Suara.com - Di tengah riuhnya perbincangan tentang kesejahteraan dan fasilitas pejabat, sebuah potret buram dari dunia pendidikan Indonesia kembali menjadi tamparan bagi nurani publik.
Kisah ini datang dari Bapak Suryono, seorang guru honorer di Sukabumi, Jawa Barat, yang pengabdiannya seolah tak ternilai, namun dihargai dengan angka yang mengiris hati.
Selama 33 tahun, Suryono telah mendedikasikan hidupnya untuk mencerdaskan anak bangsa.
Namun, statusnya tak kunjung beranjak dari seorang honorer. Ironisnya, penghargaan yang ia terima atas pengabdian puluhan tahun itu adalah upah yang jauh dari kata layak.

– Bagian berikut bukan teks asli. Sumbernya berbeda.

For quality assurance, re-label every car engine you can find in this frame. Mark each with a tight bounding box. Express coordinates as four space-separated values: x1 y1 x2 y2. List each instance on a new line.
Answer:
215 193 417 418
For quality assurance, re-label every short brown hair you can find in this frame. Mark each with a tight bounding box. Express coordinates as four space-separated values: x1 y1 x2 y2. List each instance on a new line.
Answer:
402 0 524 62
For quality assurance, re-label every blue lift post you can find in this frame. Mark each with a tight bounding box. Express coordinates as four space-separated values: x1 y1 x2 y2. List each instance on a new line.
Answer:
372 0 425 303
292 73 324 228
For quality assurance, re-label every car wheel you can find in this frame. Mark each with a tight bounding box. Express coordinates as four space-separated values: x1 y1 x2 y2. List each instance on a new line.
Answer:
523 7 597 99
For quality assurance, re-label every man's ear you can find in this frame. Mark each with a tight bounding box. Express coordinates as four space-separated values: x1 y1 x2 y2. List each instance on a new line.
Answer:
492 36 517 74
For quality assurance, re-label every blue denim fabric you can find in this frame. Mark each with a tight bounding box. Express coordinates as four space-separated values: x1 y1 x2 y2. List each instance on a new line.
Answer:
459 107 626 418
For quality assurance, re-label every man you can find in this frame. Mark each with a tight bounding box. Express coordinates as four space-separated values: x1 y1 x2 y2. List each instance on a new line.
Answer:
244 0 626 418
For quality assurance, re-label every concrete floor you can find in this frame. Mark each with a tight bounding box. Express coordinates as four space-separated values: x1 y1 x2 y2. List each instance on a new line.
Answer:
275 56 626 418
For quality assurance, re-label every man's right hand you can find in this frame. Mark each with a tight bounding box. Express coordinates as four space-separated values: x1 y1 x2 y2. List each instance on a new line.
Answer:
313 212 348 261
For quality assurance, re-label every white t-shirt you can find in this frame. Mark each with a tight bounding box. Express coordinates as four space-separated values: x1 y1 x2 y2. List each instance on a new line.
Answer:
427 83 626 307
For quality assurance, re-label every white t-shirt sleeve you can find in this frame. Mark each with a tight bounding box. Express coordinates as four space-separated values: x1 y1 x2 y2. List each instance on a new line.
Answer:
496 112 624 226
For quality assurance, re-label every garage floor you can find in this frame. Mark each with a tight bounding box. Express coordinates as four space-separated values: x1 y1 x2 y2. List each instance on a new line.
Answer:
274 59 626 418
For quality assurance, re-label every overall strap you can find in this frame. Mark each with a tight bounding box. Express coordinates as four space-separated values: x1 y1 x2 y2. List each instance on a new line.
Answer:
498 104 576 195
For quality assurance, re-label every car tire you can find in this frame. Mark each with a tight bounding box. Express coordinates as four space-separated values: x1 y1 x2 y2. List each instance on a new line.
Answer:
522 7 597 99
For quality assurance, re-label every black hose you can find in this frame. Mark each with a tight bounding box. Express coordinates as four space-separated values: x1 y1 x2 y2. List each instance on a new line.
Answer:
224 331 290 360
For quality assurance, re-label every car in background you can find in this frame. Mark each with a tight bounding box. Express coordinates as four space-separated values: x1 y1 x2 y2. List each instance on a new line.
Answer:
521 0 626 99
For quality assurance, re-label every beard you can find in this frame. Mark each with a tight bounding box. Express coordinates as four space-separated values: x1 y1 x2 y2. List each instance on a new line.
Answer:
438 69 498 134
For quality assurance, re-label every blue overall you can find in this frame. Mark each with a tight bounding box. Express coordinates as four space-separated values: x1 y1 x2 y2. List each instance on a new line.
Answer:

Dari foto yang beredar viral, terlihat potret Suryono yang sederhana, berdiri di depan kelas dengan tumpukan kertas tugas.

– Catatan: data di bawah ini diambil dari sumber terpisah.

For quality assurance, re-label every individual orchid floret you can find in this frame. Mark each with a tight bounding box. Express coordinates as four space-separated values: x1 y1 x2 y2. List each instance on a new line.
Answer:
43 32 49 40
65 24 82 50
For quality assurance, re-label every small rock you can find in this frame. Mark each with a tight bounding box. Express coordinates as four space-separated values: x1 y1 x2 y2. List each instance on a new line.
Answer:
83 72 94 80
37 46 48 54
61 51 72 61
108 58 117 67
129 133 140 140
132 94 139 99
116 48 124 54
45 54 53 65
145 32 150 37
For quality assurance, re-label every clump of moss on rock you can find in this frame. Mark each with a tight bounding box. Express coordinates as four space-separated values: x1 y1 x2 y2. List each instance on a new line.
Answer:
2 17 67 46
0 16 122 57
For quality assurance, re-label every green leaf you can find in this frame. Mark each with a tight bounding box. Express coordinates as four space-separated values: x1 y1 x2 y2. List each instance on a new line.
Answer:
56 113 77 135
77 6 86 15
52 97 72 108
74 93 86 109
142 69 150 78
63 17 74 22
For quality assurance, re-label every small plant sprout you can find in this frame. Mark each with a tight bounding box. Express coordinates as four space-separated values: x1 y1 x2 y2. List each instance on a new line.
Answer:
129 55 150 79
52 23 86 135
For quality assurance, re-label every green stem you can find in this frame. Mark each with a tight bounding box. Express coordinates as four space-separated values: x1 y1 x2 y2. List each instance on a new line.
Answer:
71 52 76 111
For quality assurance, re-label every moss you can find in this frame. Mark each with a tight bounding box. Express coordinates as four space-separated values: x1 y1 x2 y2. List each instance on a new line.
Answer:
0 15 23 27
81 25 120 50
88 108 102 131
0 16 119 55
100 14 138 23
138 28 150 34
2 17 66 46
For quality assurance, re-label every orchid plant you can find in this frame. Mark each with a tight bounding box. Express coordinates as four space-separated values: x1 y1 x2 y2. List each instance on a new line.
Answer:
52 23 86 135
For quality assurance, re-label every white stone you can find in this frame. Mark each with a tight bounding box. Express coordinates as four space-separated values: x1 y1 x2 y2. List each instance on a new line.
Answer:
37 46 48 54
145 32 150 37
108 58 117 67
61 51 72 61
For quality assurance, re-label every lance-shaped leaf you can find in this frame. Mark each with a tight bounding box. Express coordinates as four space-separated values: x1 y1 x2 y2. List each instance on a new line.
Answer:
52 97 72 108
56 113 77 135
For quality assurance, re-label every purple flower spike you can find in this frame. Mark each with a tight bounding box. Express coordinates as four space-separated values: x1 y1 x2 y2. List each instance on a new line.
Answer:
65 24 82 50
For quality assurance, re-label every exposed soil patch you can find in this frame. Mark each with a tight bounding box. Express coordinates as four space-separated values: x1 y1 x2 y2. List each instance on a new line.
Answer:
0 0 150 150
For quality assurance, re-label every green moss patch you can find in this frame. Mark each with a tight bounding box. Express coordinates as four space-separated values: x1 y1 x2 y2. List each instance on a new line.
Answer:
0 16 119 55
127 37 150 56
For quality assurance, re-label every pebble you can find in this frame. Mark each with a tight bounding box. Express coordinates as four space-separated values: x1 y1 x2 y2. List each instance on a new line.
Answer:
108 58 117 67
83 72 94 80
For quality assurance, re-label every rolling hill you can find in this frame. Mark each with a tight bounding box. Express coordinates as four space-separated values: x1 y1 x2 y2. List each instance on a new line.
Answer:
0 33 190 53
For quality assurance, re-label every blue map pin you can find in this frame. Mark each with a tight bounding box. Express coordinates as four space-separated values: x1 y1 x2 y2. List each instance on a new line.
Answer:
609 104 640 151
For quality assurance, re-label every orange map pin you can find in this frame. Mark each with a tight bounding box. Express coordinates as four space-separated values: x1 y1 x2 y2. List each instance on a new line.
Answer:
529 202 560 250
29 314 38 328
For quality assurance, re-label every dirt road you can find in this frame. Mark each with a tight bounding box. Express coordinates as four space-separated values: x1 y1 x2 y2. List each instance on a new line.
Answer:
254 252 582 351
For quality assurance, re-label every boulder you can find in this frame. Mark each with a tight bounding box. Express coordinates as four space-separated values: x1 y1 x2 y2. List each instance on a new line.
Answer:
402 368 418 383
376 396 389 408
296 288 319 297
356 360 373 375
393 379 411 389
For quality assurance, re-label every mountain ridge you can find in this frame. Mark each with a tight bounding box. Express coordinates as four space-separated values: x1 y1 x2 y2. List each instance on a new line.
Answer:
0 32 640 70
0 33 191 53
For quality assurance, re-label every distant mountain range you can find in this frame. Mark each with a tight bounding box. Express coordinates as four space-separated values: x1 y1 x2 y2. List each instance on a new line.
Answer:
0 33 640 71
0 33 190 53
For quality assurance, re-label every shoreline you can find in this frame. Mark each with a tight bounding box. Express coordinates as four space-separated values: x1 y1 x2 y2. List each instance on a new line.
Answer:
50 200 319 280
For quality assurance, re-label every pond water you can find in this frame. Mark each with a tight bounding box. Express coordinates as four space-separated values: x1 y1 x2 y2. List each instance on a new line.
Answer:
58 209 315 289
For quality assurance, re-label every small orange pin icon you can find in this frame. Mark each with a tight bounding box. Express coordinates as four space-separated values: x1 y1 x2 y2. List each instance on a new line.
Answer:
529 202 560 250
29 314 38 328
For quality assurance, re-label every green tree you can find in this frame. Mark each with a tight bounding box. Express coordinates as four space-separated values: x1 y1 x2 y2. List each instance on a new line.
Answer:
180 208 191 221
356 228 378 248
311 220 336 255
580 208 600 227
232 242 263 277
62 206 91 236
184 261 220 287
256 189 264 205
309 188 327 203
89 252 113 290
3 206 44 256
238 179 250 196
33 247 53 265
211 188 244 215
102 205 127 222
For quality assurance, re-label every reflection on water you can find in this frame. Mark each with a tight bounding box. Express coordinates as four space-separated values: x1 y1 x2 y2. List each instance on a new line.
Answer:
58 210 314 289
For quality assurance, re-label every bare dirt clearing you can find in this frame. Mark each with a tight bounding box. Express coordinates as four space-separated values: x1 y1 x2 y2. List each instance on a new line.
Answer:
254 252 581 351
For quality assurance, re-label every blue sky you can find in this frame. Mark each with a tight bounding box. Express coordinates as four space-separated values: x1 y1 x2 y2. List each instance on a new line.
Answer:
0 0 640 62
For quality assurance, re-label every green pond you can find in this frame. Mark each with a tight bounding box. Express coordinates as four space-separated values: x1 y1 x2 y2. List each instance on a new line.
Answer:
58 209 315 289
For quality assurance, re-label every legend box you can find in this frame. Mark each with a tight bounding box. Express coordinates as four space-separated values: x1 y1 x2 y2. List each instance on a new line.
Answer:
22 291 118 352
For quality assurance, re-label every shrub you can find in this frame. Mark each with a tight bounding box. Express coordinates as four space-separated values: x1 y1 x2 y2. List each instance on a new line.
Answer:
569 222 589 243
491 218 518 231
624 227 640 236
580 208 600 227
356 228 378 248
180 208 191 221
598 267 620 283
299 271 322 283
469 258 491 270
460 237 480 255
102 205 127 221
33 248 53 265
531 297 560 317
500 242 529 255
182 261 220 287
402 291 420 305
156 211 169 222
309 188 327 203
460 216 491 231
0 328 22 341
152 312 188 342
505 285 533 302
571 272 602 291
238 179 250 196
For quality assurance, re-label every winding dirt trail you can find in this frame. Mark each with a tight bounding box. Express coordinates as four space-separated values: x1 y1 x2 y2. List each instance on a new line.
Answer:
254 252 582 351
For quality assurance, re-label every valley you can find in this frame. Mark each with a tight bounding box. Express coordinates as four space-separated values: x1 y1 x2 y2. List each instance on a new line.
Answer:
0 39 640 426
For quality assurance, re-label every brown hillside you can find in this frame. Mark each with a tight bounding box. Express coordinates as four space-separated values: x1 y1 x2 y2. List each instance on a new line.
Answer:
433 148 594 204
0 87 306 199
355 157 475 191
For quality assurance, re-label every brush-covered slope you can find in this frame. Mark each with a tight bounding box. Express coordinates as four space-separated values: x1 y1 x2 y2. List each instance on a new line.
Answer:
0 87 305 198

Di balik wajah tenangnya, tersimpan sebuah realita pahit. Untuk pekerjaannya sebagai guru honorer, ia hanya memperoleh gaji sebesar Rp350 ribu.
Angka yang sudah sangat kecil itu ternyata bukan untuk penghasilan setiap bulan.
Gaji tersebut ia terima setiap tiga bulan sekali. Itu pun dengan catatan: jika dana Bantuan Operasional Sekolah (BOS) dari pemerintah sudah cair.
Jika dirata-rata, penghasilannya tak lebih dari Rp117 ribu per bulan, atau sekitar Rp3.900 per hari. Sebuah angka yang bahkan tidak cukup untuk membeli satu liter bensin.
Baca Juga: Ini Baru Wakil Rakyat! Di Swedia, Gaji Parlemen Tak Jauh Beda dari Gaji Guru dan Naik Bus
Meski begitu, kesulitan ekonomi tidak pernah sekalipun memadamkan api semangatnya untuk mengajar.
Setiap hari, Suryono menempuh perjalanan yang tidak mudah. Ia harus mengendarai sepeda motornya sejauh 7 kilometer dari rumahnya menuju tempatnya mengabdi di Madrasah Ibtidaiyah (MI) Tegal Panjang, Desa Sidamulya, Kecamatan Ciemas, Kabupaten Sukabumi.
Perjalanannya bukan hanya soal jarak, tetapi juga soal keyakinan.
Ia percaya bahwa setiap kayuhan motornya adalah langkah untuk membentuk masa depan anak-anak didiknya.
Ia adalah bukti nyata dari frasa "pahlawan tanpa tanda jasa", di mana pengabdian tulusnya jauh melampaui imbalan materi yang ia terima.
Kisah Suryono bukan sekadar cerita individu namun ini adalah cerminan dari sebuah sistem yang masih belum sepenuhnya menghargai para pahlawan di garda terdepan pendidikan.